As can be seen in Figure 5a, denitrification alone did not significantly alter porosity, consistent with previous findings that microbial salt removal primarily affects chemical composition rather than pore structure [11]. In contrast, ureolysis-driven MICP reduced water absorption through pore filling and throat constriction caused by CaCO₃ precipitation [36]. SEM observations support this, showing crystal networks and pore bridging that reduce permeability. The observed reduction (~30%) indicates partial pore sealing rather than complete densification, which is desirable in heritage conservation to preserve vapor diffusion and prevent moisture accumulation [29]. This suggests a controlled mineralization process associated with sequential metabolic activation. The A→B strategy likely promoted more uniform in situ precipitation within pore networks, avoiding superficial crust formation reported in some MICP treatments [43]. Reduced water absorption correlates with improved compressive strength which increased by approx. 25% at the end of dual treatment (Figure 5b), indicating enhanced pore refinement and load transfer capacity. Similar relationships have been widely reported for MICP-treated materials [18]. For example, Raut et al. [21] reported significant reductions in water absorption and corresponding strength increases in treated bricks, depending on the growth medium. From a conservation perspective, controlled reduction in water uptake is beneficial, as moisture transport drives salt crystallization damage in masonry units [7]. The proposed sequential biocleaning–biocementation approach effectively combines salt remediation, moisture control, and mechanical improvement.

5. Conclusions

This study demonstrates that sequential activation of denitrification and ureolysis enables the integration of biocleaning and biocementation within a single microbial system. The results highlight that metabolic sequencing is critical for maintaining functional compatibility, allowing efficient nitrate removal followed by effective CaCO₃ precipitation.

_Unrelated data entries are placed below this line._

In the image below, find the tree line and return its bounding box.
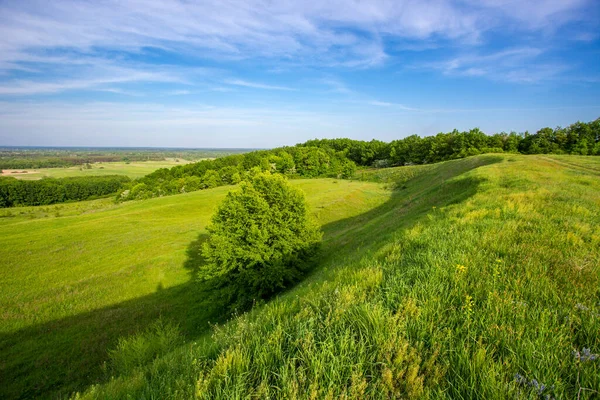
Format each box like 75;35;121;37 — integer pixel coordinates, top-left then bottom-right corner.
0;118;600;207
0;175;130;207
117;146;356;201
298;118;600;167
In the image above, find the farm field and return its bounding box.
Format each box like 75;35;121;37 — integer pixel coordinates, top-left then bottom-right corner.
2;158;191;180
0;154;600;399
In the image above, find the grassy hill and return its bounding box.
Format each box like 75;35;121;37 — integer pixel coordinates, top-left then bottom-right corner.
0;155;600;399
0;179;390;398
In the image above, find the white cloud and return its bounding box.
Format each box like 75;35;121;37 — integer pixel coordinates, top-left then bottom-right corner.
368;100;419;111
223;79;296;90
0;0;591;74
413;47;569;83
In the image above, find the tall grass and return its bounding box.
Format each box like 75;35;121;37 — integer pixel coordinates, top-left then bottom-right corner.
78;156;600;399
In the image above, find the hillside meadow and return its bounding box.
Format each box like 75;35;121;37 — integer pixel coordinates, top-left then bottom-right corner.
0;179;390;398
0;155;600;399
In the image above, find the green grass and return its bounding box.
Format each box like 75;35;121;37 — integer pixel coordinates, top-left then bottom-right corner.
76;155;600;399
0;179;389;398
3;159;190;180
0;155;600;399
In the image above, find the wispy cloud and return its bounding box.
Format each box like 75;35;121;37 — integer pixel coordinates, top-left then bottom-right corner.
368;100;420;111
413;47;569;83
0;0;592;75
223;79;296;90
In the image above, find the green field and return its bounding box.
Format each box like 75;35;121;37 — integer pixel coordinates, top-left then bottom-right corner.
3;158;191;180
0;155;600;399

The dual treatment led to measurable improvements in material performance, including reduced water absorption and increased compressive strength, associated with controlled mineral deposition within the pore structure. Importantly, the use of demolition-derived bricks provides a realistic model for conservation applications while supporting circular economy principles. Although the findings confirm the feasibility of this dual-function approach, further research is required to optimize long-term performance, assess durability under environmental conditions, and evaluate applicability across different masonry units.